Tom (Brandon Lee Olson) loses track of his existence in New Stage Theatre Company’s production of Falk Richter’s Electronic City. Original photo courtesy of the company.
A little taste of Lower East Side theatre on the Upper West Side

By Andrew Andrews

There’s a gem of a theatre on the UWS that seems more likely at home in the experimental core of the East Village, or even the edgy hinterlands of north Brooklyn.

Like the magical Brigadoon, New Stage Performance Space appears on the radar for a brief moment every spring to bring a little bit of Lower East cool to the Upper West.

Balancing classic avant garde ingredients with the careful precision of a master pâtissière concocting the perfect Baked Alaska, director Ildiko Nemeth works a script and cast into a production that showcases her signature style in every new tale.

This year, Nemeth has Falk Richter’s Electronic City on the menu, as translated by Marlene J. Norst. Narrated by the voice of Siri—or maybe Alexa… or is it the crosstown bus?—E.C. (who has time to spell things out these days?) follows modern everyman Tom as he navigates the homogeneous world of airport lounges, conference rooms, and expat apartments around the globe that are all named “Welcome Home.” Tom is “always arriving, never leaving.”
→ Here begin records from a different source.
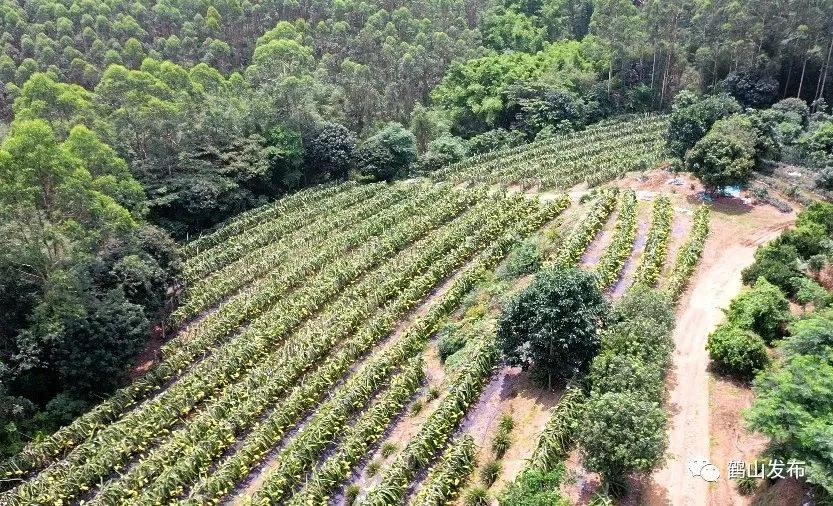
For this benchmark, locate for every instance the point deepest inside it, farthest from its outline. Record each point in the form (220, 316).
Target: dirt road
(736, 234)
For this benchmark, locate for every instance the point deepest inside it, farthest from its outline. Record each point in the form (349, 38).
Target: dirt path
(737, 231)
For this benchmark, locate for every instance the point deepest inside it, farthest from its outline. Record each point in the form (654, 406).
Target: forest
(129, 128)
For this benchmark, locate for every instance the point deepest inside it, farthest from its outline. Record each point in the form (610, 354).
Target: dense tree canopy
(553, 326)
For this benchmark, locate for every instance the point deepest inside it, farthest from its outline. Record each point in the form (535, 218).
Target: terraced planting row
(260, 375)
(559, 435)
(300, 350)
(596, 155)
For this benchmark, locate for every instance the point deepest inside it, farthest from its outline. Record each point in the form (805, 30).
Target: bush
(737, 352)
(491, 472)
(639, 338)
(476, 496)
(808, 239)
(693, 116)
(450, 342)
(535, 488)
(641, 302)
(726, 155)
(612, 372)
(351, 493)
(524, 259)
(622, 433)
(553, 324)
(824, 179)
(817, 144)
(793, 405)
(763, 310)
(752, 88)
(500, 443)
(778, 263)
(809, 292)
(372, 468)
(388, 449)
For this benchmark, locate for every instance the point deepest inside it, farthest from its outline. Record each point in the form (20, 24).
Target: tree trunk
(789, 76)
(654, 66)
(610, 73)
(826, 70)
(803, 70)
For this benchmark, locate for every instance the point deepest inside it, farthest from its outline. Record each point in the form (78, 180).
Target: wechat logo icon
(700, 466)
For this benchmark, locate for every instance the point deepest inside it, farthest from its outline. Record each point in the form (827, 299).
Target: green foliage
(817, 144)
(820, 213)
(535, 488)
(613, 372)
(692, 118)
(441, 152)
(450, 342)
(388, 449)
(553, 324)
(506, 29)
(726, 155)
(495, 139)
(764, 310)
(474, 92)
(490, 472)
(809, 292)
(372, 468)
(387, 154)
(778, 263)
(752, 88)
(793, 402)
(736, 351)
(559, 435)
(476, 496)
(623, 423)
(351, 493)
(524, 259)
(622, 432)
(329, 151)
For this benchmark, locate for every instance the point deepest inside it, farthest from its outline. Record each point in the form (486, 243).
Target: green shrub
(764, 310)
(476, 496)
(553, 324)
(372, 468)
(535, 488)
(524, 259)
(778, 263)
(491, 471)
(450, 342)
(388, 449)
(808, 292)
(736, 351)
(501, 443)
(622, 433)
(351, 493)
(747, 485)
(433, 392)
(611, 372)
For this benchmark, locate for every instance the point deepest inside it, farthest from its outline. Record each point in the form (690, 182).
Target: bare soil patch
(736, 232)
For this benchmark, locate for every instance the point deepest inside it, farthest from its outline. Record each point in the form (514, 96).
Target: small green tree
(737, 352)
(622, 433)
(778, 263)
(553, 325)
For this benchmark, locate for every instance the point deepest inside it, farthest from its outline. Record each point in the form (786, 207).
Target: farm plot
(276, 355)
(467, 407)
(307, 339)
(594, 156)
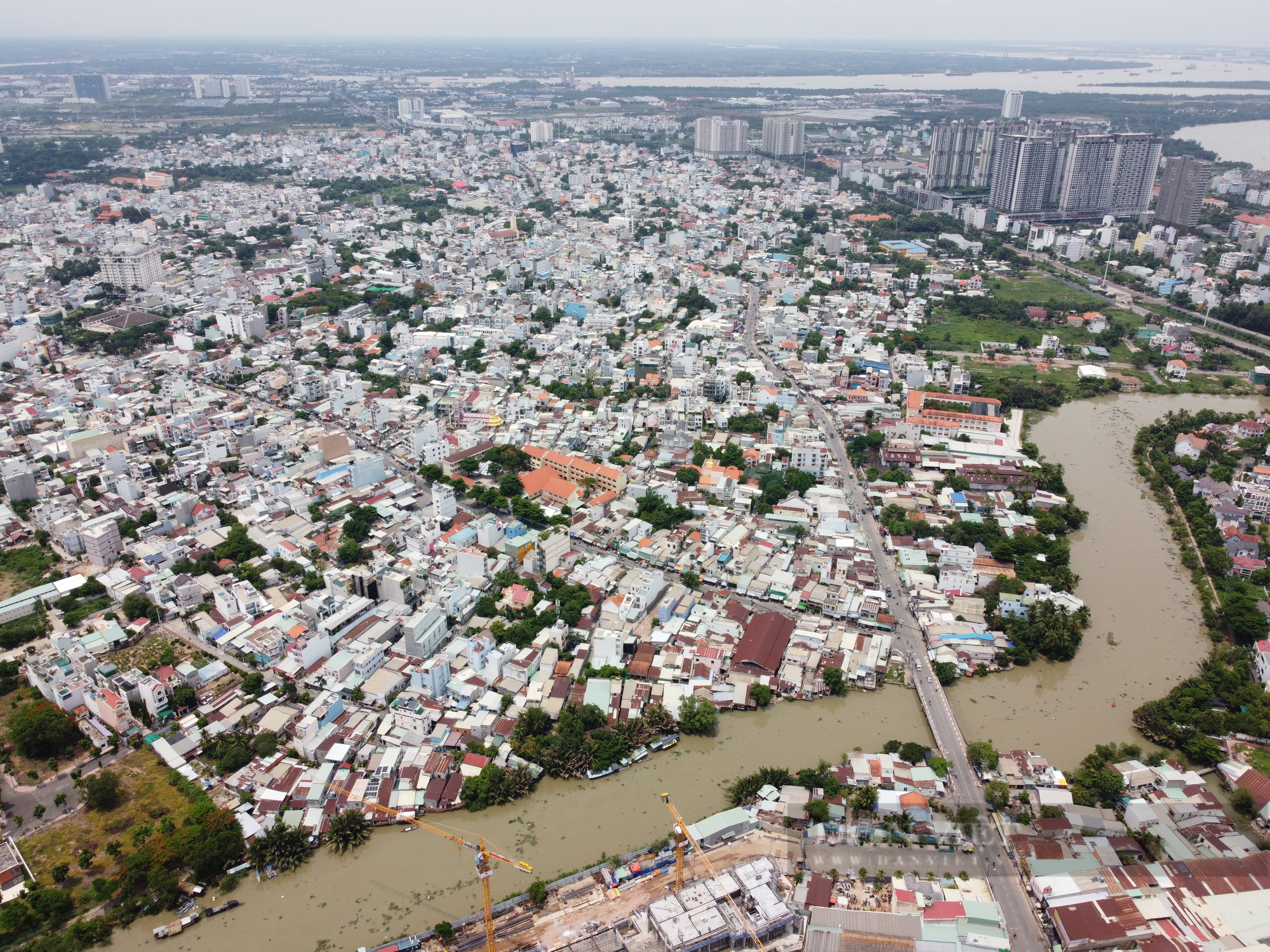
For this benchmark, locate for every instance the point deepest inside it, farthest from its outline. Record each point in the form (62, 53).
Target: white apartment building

And then there’s Joy, the long-distance girlfriend that Tom met somewhere, #LivingHerBestLife, a never-ending string of temp jobs, “a million disconnected punchlines but eventually you lose track of what you’re laughing at,” or, as Joy puts it, “a sea of numbers churning under a hurricane sky.”

The lives of Tom and Joy are interesting enough: a pair of fast-paced banalities that “don’t have a plot, only a succession of ever-recurring events.” It’s not the story here that’s entertaining, but the delivery: a highly-choreographed amalgamation of speed skating, robot dance, screen saver animations (by Eric Marciano and Hao Bai), calisthenics, stop motion, a slo-mo fight scene, witty jokes, computer icons and drum ’n’ bass that, wrapped together, reminds us of The Matrix, Enemy of the State, The Curious Incident of the Dog in the Night-Time and, more recently, an episode or two of Love, Death & Robots.

Delivering an operatic chorus of fuck!s” and wearing perfect cookie-cutter black costumes (by actor Brandon Lee Olson) that make last year’s Rechnitz outfits seem colorful by comparison, the ensemble features Beth Dodye Bass, Tatyana Kot, Bjorn Bolinder, Maciej Bartoszewski, Rikin Shah, Chris Tanner, Olson as Tom and Jeanne Lauren Smith—whom we last enjoyed in In The Bleak Midwinter—as Joy.

Electronic City is the perfect play to showcase the cast’s talents and Nemeth’s style, and makes us wonder: has technology made humans so obsolete that our survival instinct has turned us into robots ourselves? And, if there is no room left for individuality, can we at least find authenticity and connection in the empty void of it all?

And what about the “L” word?


Andrew Andrews attended Electronic City by Falk Richter at New Stage Performance Space in New York on Thursday, April 25, 2019 @ 8:00pm to write this review.